Refiro-me à notícia, vinda no Publico de 26/6/2002, sobre um anúncio que acabava de ser exibido nas sete principais cadeias da TV francesas. Eis alguns excertos:

"Numa altura em que é cada vez mais difícil distinguir a informação da publicidade, os telespectadores gauleses viram surgir, no intervalo dos noticiários ou entre programas do horário nobre, um fundo negro sobre o qual ia aparecendo escrito um aviso. Uma voz-off acompanhava o aparecimento das palavras: "Foram detectados vestígios de ácido cianídrico, mercúrio, acetona e amoníaco num produto de grande consumo".

Ainda segundo o Público, "o anúncio remetia depois para um número de telefone gratuito, através dos qual os telespectadores poderiam obter mais informações sobre o assunto, nomeadamente sobre o produto em causa (...)".

Lançado de forma "alarmista e surpreendente", o anúncio, de cinco segundos, provocou uma onda de pânico: "as pessoas temiam que se tratasse de um alimento envenenado ou de um produto de higiene".

Ainda a notícia do Público, houve o maior secretismo no lançamento da campanha de tal modo que os próprios órgãos de comunicação social foram apanhados desprevenidos. Como resultado, o número de telefone gratuito, “preparado para atender 50 mil chamadas por hora, bloqueou e permaneceu inacessível durante a noite de domingo. Mesmo depois de uma segunda parte do anúncio ter sido exibida, explicando que o produto 'contaminado' eram os cigarros, muitas pessoas continuavam agarradas ao telefone".
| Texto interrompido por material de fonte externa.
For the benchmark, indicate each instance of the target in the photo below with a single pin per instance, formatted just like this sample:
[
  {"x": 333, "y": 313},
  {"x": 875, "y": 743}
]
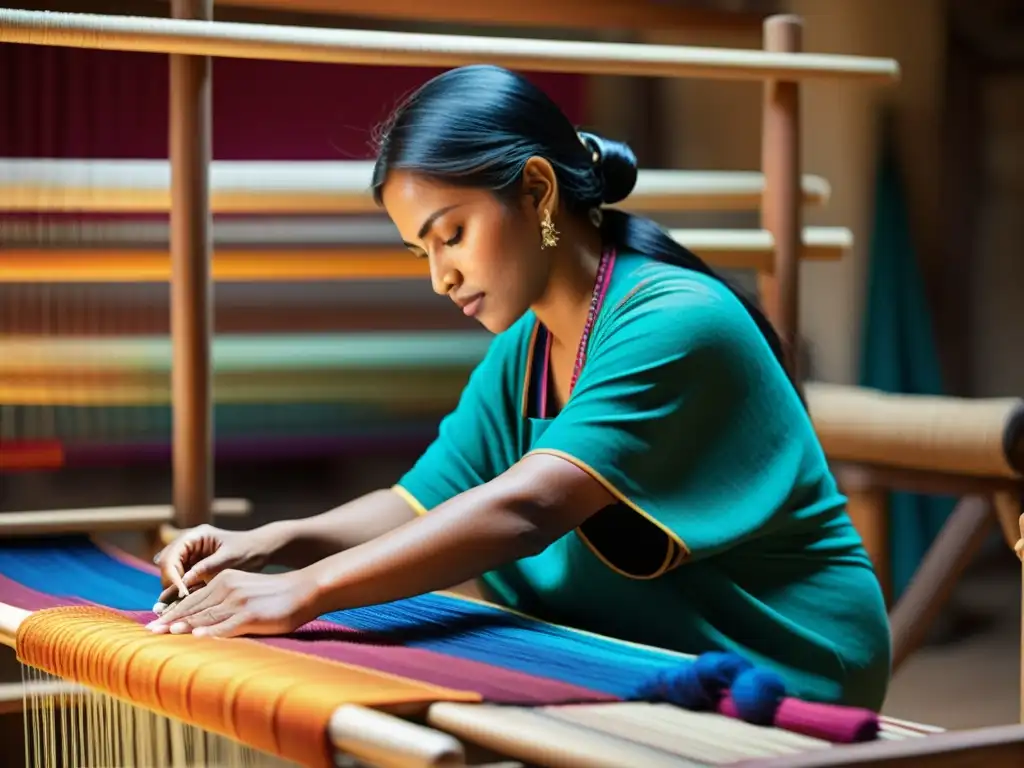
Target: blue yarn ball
[
  {"x": 698, "y": 684},
  {"x": 718, "y": 670},
  {"x": 757, "y": 694}
]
Com um custo estimado de 4 milhões e meio de euros, a campanha publicitária estava programada para decorrer até 7 de Julho de 2002, tendo sido patrocinada pelo Instituto Nacional de Prevenção e Educação para a Saúde (INPES), em parceria com a Segurança Social francesa (a quem compete pagar os encargos com os cuidados de saúde, os medicamenos, as despesas médicas, a hospitalização, etc.).
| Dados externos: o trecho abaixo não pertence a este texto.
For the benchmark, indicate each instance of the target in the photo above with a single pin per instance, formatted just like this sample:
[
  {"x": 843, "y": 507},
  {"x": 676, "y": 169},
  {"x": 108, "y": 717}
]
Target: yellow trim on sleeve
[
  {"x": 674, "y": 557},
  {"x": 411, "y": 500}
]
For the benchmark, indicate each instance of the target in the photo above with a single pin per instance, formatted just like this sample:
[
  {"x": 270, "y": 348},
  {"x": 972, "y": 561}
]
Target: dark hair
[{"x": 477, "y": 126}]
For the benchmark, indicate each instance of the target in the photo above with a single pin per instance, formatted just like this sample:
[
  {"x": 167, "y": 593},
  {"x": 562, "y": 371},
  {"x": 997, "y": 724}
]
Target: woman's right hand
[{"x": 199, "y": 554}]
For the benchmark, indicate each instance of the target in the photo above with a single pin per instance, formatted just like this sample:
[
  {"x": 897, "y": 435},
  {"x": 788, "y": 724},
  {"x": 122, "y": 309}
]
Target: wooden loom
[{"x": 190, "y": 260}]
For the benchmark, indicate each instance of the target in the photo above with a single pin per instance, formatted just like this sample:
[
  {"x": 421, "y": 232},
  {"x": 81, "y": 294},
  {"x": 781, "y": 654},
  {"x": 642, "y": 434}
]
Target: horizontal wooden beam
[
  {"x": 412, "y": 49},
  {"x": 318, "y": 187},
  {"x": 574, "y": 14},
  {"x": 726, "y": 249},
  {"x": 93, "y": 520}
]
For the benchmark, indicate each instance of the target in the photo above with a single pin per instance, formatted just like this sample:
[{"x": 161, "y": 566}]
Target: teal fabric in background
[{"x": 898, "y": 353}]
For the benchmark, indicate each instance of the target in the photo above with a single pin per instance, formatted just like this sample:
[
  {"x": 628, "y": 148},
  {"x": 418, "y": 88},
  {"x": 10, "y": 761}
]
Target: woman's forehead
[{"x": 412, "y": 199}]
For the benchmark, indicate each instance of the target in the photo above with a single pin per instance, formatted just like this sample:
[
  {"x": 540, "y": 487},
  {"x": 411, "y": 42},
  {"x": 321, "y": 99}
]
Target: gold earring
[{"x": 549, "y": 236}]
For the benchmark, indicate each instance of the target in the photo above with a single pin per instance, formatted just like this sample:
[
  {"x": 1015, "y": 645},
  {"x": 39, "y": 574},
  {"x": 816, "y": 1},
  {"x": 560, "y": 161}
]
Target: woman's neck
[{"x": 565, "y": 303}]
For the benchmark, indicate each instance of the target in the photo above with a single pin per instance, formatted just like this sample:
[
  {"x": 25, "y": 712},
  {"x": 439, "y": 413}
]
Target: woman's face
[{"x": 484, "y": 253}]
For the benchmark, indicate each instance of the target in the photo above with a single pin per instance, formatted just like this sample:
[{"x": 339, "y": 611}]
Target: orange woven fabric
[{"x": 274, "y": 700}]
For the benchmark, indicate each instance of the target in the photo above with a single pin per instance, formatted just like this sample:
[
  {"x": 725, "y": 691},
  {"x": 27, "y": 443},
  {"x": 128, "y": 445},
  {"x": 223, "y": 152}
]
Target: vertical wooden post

Segundo a agência publicitária que criou o polémico anúncio (a Euro RSCG BETC), era preciso dramatizar a situação, com o argumento de que os epidemiologistas e demais especialistas da saúde pública estavam desesperados porque ninguém... lhes dava ouvidos!

Um responsável do INPES disse à imprensa que era preferível assustar os franceses a ter que “lidar anualmente com 60 mil mortes causadas pelo tabaco”, uma verdadeira hecatombe!...
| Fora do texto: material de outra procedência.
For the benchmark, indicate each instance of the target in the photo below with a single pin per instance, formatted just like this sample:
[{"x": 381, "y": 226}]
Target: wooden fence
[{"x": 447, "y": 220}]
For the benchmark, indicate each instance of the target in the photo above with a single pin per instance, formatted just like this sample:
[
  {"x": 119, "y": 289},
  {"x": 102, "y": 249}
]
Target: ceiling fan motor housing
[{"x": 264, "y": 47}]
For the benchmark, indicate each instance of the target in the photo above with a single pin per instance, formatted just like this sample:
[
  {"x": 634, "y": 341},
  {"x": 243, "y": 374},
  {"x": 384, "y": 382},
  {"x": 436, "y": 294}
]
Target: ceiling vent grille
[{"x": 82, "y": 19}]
As reacções que se seguiram foram as mais diversas: (i) uns felicitaram o "genial golpe mediático", enquanto (ii) outros se mostraram revoltados contra "contra a hipocrisia do Estado", o tal que com uma mão paga este tipo de anúncios e com a outra arrecada quantias astronómicas provenientes das elevadas taxas fiscais impostas ao consumo de tabaco.

Num fórum criado na Internet para debater a campanha podiam-se ler ainda outros argumentos: "Ok, fumar está errado", admitia um cibernauta. "Mas beber está errado, conduzir como um tarado está errado, drogar-se está errado, manter relações diplomáticas com ditadores está errado. Em vez de gastarem o meu dinheiro em campanhas inúteis mais valia aplicá-lo na investigação científica. Isso sim, seria verdadeiramente útil".

Alguns participantes temiam pela eficácia de futuras advertências, lembrando a história do pastor e do lobo: "À força de gritarem que vem lá o lobo, as pessoas não irão acreditar quando este tipo de anúncios se referir a um produto nocivo, consumido involuntariamente".

Segundo estimativas da Direcção-Gerald e Saúde morrem em Portugal cerca de 11 mil pessoas todos os anos, na sequência do consumo de tabaco: sete vezes mais do que os acidentes de automóvel e mais num só ano do que em 13 anos de guerra colonial.

Entre nós a questão que se pode levantar é a seguinte: Uma campanha deste tipo poderá ser eficaz ? Vai contribuir efectivamente para a redução da hecatombe provocada pelo tabagismo ? Será também susceptível de pôr os portugueses em estado de choque ? E sobretudo, no país dos brandos costumes, irá provocar polémica ?

Manifestei, na altura, a minha opinião, a quente: "Tenho desde já muitas reservas em relação este estilo de campanhas. A causa (a prevenção da doença e a promoção da saúde) é boa, mas os meios são perversos. Não duvido da sua eficácia (momentânea...), mas temo o precedente. Isto não é educação para a saúde, isto não é serviço público, isto é puro terror, é condenar a vítima, é desresponsabilizar o sistema (O Estado, o Governo, os serviços de saúde, a indústria tabaqueira, a ciência, a sociedade de consumo, a publicidade ...). Isto é um exemplo de "fascismo sanitário" ou pode pode ser um ensaio de "fascismo sanitário"... Não me dizem toda a verdade, mas depois acusam-me: “Agora tu sabes”... (Maintenant vous le savez...). Como quem diz: “Só a ti compete decidir: o tabaco ou a vida" (1).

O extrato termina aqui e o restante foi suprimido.